When running the ng update command, the Angular CLI first downloads the latest stable version of the Angular CLI and uses it for the update to take advantage of the most recent improvements.
As part of the ng update command, automated migrations are run by the Angular CLI. For every migration, a message is shown, such as the example shown in the following listing:
** Executing migrations of package '@angular/core' ** > Static flag migration. Removes the `static` flag from dynamic queries. As of Angular 9, the "static" flag defaults to false and is no longer required for your view and content queries. Read more about this here: https://v9.angular.io/guide/migration-dynamic-flag Migration completed.
Finally, the --create-commits parameter flag is introduced to create a Git commit per migration to make it easier to debug the update process.
We will cover the Angular update process in more detail in Chapter 11, Migrating Your Angular Application from View Engine to Ivy.
Better IDE integration
Ivy introduces remarkable improvements to the Angular Language Service, which integrates with our IDE, such as VS Code.
Template and style Uniform Resource Locators (URLs) are verified inline, as seen in the following screenshot, where an error is displayed. This is especially helpful when renaming components:
Figure 2.1 – Invalid template URL error
Another neat improvement is that we can use the Go to definition IDE command to navigate to a component template or style sheet file. This makes it easier to work with one specific component.
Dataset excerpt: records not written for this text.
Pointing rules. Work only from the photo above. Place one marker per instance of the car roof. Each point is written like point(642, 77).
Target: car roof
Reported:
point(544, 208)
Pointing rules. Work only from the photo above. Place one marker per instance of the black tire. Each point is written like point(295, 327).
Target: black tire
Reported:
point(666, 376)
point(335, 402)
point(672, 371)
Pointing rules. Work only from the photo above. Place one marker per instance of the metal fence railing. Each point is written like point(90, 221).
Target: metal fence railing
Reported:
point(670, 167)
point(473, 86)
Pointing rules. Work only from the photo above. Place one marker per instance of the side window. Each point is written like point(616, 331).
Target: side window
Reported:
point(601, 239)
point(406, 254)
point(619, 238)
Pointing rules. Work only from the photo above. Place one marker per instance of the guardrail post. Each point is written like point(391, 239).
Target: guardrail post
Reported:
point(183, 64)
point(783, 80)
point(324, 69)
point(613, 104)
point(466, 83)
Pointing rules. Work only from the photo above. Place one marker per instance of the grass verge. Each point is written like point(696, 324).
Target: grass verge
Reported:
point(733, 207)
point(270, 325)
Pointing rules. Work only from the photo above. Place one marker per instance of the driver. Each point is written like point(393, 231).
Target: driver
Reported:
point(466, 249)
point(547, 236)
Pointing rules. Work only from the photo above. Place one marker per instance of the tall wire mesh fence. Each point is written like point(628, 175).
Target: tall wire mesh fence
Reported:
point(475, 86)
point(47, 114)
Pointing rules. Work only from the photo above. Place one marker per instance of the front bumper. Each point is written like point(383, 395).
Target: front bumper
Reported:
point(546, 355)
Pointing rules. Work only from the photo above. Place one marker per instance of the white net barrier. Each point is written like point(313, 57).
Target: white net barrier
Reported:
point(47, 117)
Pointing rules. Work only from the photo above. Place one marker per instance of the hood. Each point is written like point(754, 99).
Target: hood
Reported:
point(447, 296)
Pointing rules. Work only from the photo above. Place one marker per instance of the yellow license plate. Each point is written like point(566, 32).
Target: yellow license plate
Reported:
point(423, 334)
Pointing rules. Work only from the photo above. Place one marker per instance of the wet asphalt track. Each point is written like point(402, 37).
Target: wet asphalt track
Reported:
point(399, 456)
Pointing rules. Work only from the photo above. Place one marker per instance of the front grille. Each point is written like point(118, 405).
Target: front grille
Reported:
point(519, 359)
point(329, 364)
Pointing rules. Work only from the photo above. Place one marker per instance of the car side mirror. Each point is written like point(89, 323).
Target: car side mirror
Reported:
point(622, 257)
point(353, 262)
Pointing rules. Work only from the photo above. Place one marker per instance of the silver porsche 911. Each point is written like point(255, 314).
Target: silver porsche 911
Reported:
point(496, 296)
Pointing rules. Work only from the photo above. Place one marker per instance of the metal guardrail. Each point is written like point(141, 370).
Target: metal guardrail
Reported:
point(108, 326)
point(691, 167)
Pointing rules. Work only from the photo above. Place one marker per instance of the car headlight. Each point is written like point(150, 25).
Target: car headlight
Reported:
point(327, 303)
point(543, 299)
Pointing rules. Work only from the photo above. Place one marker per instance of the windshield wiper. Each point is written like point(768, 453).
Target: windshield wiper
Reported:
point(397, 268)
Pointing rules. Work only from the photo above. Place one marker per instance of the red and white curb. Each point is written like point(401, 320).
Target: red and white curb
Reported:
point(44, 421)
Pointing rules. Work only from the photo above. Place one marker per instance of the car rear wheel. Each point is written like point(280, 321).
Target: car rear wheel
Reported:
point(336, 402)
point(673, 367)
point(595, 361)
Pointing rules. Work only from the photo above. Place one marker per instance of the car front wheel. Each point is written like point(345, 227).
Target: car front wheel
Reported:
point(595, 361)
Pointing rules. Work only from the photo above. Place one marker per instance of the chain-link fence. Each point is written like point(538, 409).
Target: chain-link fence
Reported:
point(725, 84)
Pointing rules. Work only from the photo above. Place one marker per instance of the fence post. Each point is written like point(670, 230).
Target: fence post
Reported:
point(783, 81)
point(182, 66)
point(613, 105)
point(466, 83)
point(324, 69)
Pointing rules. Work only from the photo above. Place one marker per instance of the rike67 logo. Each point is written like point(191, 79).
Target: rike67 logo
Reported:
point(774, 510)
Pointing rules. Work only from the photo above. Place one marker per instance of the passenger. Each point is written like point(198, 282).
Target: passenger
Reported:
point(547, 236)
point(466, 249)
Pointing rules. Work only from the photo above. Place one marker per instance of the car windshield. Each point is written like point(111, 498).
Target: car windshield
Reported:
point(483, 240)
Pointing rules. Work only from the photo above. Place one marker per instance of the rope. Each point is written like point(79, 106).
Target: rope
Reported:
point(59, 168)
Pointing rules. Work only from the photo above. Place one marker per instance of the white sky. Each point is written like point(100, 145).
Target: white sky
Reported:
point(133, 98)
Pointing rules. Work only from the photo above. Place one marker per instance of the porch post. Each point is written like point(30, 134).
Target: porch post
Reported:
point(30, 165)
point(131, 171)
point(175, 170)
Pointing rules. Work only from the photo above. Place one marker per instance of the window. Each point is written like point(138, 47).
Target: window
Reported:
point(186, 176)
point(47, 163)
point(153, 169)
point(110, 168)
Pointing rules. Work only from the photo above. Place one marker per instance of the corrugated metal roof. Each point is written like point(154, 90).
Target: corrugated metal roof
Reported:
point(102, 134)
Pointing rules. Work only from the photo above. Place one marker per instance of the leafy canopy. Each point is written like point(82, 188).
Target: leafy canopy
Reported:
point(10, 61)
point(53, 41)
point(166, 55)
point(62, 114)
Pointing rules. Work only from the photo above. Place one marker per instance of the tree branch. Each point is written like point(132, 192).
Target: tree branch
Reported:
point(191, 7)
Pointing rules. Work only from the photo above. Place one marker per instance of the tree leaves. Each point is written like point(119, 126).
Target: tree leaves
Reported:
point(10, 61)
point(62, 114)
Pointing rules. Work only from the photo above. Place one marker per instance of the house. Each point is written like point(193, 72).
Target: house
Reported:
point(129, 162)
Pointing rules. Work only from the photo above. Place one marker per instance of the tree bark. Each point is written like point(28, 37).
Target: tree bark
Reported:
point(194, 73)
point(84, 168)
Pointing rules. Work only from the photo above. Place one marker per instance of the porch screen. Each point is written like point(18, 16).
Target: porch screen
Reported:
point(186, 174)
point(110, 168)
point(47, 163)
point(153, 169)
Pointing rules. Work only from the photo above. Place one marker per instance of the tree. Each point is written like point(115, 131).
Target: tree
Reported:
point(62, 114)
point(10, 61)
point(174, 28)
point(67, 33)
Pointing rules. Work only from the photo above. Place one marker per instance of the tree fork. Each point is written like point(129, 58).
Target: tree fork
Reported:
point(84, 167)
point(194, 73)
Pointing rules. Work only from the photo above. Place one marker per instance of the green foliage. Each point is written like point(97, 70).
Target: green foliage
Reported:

Ivy versions of the Angular Language Service give us an additional context in tooltips for component models. The following screenshot shows a tooltip for a child component element in a component template. In the tooltip, we can see the Angular module that declared the child component. In the example, we see that ChildComponent is declared by AppModule:
Figure 2.2 – NgModule annotation in the component element tooltip
Similarly, the tooltip that appears for a component model also shows the Angular module that declared this component, as seen in the next screenshot. Here, we see that AppComponent is declared by AppModule:
Figure 2.3 – NgModule annotation in the component model tooltip
With Ivy, we can see method signatures in a tooltip, as seen in the following screenshot. This helps us reason about event handlers:
Figure 2.4 – Component method signature in the tooltip
Ivy's Angular Language Service enables us to see type annotations of UI properties and the $implicit template reference. This allows us to get type information about an iterable UI property used with the NgFor directive, as seen in the following screenshot:
Figure 2.5 – Iterable UI property tooltip
The next screenshot shows how Ivy enables us to get type information about the named iterator template reference in each loop cycle:
Figure 2.6 – Named iterator template reference tooltip
Combined with strict template type checking, as described earlier in this chapter, this allows us to catch type errors in components early and consistently.
The improved Angular Language Service released with Ivy adds syntax highlighting to inline component templates and styles, as seen in the following screenshot. This makes single-file components easier to use:
Figure 2.7 – Syntax highlighting for inline component template and styles
Inline templates even benefit from the ability to add syntax highlighting to template expressions also introduced with Ivy.
Finally, Ivy adds support for style preprocessors such as Sass in inline styles by introducing the inlineStyleLanguage option to the Angular @angular-devkit/build-angular:browser and @angular-devkit/build-angular:karma builders, for example: "inlineStyleLanguage": "scss".